Whether you are daydreaming about a fat return or speculating about which ledge you should leap from, I hope you’ll join me this afternoon on The Classical Network for music about found and lost money, precious metals, careless spending, currency and coins, treasures sought, penury, and good old fashioned tax protest.
Lady Godiva rode naked through the streets of Coventry in protest of exorbitant taxation. On the other side of the coin, when told that her subjects had no bread, Marie-Antoinette is alleged to have responded, “Let them eat cake!” Both will be represented musically, in works by Vítězslav Novák and Franz Joseph Haydn.
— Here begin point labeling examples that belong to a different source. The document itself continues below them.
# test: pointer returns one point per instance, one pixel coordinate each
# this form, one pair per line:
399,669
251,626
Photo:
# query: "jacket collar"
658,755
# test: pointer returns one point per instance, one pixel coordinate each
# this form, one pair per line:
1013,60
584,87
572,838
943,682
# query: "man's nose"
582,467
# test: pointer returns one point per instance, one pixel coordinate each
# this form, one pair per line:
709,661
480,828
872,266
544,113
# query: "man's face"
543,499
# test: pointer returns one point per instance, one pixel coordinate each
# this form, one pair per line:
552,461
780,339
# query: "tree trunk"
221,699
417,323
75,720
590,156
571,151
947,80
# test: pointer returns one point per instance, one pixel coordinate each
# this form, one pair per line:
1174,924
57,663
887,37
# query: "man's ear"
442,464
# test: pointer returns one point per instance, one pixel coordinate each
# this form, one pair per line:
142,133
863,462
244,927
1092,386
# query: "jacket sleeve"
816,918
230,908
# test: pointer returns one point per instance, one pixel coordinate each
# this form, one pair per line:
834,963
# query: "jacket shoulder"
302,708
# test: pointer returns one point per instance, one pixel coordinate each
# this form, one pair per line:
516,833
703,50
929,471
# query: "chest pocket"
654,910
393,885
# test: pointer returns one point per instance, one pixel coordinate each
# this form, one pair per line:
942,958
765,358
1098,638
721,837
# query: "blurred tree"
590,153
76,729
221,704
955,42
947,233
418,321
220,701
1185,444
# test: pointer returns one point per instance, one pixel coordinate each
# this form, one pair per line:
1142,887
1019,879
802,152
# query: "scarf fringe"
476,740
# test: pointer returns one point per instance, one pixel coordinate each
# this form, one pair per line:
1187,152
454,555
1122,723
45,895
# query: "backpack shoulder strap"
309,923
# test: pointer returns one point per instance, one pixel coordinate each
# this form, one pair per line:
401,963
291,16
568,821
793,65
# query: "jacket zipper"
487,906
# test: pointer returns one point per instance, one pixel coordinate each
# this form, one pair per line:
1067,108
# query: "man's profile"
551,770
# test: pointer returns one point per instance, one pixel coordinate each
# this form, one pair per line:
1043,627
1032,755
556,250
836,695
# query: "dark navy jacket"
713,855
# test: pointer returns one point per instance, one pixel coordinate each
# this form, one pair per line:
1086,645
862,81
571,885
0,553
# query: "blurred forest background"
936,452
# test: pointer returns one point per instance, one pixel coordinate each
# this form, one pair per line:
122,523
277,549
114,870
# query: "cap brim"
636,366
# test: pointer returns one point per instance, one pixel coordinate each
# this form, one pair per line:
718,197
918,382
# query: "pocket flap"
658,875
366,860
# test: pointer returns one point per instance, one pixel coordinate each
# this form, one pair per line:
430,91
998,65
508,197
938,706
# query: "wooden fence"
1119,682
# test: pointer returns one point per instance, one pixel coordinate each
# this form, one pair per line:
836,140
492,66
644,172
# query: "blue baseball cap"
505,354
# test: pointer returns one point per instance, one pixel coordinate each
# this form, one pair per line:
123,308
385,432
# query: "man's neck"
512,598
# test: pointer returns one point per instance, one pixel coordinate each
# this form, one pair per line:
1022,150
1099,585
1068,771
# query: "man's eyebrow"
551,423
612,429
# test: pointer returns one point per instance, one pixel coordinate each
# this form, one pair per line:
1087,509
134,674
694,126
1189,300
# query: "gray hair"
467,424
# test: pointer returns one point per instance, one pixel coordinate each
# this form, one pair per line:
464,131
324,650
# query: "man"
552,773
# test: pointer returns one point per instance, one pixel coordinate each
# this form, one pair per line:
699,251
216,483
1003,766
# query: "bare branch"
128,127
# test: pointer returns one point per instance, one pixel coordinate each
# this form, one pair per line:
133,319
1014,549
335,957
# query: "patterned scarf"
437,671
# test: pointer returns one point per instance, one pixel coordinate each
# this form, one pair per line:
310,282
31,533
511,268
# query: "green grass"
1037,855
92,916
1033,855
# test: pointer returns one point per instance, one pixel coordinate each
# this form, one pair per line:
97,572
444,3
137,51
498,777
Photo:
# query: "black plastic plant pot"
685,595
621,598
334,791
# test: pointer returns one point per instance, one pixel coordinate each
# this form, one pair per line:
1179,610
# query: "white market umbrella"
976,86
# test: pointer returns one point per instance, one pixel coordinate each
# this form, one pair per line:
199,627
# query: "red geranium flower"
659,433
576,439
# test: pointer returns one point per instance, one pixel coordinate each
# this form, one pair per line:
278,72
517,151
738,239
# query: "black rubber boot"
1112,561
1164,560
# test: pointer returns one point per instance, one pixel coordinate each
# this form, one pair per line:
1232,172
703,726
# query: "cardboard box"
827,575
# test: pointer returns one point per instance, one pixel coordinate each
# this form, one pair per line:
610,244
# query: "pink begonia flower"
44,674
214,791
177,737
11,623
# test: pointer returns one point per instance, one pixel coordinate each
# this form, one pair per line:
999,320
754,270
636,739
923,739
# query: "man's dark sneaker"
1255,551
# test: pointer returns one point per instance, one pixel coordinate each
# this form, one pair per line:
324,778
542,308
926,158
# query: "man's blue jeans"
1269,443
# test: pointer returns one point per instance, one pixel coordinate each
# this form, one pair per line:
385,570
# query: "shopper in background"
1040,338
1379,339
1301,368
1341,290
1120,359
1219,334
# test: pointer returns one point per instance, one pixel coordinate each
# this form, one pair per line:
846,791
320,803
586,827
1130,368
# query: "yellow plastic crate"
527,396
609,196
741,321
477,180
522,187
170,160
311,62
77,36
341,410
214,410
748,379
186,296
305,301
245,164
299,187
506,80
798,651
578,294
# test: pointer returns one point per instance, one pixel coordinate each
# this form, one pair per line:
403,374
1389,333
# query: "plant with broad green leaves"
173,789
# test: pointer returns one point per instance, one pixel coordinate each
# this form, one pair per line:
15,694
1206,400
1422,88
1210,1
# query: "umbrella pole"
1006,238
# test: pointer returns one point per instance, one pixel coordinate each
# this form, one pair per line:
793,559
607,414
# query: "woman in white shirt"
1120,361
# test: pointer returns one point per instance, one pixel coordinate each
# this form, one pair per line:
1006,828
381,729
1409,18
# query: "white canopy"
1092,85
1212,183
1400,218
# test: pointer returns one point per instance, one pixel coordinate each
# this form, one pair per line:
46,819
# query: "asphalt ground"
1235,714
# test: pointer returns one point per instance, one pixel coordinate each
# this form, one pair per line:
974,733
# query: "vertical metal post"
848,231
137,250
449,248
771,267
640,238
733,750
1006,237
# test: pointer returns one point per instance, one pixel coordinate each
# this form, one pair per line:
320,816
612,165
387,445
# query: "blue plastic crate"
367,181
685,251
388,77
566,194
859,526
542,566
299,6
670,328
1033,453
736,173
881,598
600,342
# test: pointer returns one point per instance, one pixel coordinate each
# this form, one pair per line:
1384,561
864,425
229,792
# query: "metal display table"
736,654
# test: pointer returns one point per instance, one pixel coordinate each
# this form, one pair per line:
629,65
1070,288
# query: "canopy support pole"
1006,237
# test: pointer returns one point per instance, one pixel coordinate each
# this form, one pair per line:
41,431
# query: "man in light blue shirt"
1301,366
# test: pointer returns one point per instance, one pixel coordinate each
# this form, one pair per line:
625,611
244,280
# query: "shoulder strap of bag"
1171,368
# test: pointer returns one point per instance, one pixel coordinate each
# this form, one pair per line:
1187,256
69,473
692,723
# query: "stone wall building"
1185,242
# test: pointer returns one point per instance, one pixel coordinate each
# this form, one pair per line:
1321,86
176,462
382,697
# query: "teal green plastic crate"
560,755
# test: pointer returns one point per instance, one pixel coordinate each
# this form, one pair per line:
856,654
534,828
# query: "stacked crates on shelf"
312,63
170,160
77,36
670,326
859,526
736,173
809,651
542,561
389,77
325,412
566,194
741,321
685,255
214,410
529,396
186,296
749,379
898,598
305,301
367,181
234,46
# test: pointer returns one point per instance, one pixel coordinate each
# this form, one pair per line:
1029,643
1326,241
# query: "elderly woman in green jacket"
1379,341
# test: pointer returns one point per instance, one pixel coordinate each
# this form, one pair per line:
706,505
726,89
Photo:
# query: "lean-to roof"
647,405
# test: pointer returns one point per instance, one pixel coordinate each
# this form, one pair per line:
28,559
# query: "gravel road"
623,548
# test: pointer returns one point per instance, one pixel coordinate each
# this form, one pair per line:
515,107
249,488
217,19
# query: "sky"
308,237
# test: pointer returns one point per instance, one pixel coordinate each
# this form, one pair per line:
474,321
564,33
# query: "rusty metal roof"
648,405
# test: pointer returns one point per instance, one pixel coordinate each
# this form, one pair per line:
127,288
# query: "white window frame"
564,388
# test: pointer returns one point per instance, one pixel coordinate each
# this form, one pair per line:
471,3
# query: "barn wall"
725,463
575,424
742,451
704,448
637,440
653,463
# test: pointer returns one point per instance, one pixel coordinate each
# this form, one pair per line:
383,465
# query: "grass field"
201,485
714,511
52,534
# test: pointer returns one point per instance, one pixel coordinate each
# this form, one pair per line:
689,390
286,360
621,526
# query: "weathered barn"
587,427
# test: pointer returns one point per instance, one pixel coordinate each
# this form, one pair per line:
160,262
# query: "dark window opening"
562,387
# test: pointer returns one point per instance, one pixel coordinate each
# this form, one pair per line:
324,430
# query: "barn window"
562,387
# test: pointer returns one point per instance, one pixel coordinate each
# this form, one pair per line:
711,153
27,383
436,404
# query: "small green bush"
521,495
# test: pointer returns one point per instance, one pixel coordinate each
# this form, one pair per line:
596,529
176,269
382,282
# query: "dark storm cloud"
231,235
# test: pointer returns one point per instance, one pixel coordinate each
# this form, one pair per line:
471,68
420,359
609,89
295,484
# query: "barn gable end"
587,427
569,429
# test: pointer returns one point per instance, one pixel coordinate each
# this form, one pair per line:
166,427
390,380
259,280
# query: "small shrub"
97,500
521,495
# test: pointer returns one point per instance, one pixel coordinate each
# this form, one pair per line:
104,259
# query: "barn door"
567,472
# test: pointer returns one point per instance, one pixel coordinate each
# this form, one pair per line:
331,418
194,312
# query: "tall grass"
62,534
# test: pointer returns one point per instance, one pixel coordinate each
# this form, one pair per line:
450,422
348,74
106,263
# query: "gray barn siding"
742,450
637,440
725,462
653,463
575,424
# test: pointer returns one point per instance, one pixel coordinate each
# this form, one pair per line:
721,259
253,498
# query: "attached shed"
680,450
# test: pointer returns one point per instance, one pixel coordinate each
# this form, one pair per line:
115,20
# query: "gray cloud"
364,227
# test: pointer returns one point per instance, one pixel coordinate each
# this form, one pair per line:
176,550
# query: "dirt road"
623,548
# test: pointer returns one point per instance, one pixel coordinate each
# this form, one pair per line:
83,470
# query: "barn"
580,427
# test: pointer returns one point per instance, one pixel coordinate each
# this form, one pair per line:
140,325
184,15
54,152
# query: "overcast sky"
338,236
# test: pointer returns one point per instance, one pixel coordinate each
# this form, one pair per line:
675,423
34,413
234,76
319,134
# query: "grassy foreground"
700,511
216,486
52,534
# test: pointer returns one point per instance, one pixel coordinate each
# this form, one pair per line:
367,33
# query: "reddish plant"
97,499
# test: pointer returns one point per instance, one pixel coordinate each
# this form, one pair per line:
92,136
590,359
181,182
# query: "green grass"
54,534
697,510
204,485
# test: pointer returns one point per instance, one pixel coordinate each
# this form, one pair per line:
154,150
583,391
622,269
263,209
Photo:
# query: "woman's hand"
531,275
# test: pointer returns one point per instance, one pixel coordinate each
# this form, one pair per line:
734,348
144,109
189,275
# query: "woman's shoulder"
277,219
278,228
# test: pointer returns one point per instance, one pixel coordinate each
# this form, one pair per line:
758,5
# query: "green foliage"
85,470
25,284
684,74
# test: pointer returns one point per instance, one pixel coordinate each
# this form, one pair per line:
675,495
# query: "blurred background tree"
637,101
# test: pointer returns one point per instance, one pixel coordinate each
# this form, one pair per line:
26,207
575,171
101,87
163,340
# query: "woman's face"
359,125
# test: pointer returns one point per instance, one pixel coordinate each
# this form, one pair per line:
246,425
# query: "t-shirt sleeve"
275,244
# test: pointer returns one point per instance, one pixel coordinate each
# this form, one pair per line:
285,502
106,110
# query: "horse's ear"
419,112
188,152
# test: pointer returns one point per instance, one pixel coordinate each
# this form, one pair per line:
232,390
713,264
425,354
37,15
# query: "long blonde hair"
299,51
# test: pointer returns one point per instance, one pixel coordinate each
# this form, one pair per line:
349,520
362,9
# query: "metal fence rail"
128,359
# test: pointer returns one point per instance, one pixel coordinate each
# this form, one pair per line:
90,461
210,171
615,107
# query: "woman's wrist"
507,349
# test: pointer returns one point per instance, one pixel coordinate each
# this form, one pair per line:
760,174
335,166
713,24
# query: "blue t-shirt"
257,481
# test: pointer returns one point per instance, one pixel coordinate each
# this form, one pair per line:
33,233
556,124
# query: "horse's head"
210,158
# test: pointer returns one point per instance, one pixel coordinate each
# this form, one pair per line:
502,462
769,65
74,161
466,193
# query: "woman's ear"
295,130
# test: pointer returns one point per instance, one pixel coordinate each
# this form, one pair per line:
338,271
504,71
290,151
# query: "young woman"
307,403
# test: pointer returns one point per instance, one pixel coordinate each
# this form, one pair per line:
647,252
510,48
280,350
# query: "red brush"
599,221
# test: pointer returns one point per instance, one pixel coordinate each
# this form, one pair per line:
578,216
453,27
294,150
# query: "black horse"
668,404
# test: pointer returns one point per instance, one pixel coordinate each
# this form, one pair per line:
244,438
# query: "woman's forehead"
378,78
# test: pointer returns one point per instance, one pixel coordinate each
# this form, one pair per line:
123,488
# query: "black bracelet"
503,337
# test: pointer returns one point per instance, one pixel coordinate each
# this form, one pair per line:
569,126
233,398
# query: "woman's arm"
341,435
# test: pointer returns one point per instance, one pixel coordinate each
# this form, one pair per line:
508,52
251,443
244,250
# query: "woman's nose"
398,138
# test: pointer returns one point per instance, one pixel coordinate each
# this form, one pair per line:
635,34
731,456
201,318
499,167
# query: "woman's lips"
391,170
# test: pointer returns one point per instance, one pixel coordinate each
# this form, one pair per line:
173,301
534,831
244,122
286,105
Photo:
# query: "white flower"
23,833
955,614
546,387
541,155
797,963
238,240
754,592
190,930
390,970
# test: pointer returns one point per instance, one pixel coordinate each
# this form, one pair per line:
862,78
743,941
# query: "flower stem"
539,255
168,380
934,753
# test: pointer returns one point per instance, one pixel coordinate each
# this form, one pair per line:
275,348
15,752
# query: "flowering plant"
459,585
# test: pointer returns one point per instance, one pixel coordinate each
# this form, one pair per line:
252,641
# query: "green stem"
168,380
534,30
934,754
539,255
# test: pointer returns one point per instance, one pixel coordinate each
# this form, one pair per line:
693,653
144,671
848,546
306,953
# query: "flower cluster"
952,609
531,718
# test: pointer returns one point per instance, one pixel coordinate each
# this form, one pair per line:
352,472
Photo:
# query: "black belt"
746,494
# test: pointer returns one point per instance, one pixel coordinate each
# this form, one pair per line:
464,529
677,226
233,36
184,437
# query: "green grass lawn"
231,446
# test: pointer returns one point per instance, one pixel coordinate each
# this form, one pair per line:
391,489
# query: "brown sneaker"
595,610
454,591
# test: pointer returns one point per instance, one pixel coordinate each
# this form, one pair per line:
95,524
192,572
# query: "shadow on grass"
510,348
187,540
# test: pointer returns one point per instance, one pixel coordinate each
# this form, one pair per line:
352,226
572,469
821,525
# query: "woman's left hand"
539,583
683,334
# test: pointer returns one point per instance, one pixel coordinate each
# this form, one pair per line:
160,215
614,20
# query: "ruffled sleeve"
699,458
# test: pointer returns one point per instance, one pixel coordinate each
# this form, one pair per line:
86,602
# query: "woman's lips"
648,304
We’ll seek treasure with Franz Schreker. We’ll look with sardonic befuddlement upon “The Age of Gold” with Dmitri Shostakovich. Antonio Salieri will show us what it is like to be rich for a day. Beethoven will rage over a lost penny. Franz Lehár will shower us with gold and silver. And we’ll gaze with envy upon Kurt Atterberg’s “Dollar” Symphony.
Of course, there will be music from “The Threepenny Opera,” by Kurt Weill. We’ll also hear Weill sing “Very, Very, Very,” from “One Touch of Venus,” which begins, “One way to be very wealthy is to be very, very, very rich…” You can’t argue with that.
Feeling a little depleted? Great music is always a sound investment, from 4 to 7 p.m. EDT, on WWFM – The Classical Network and wwfm.org.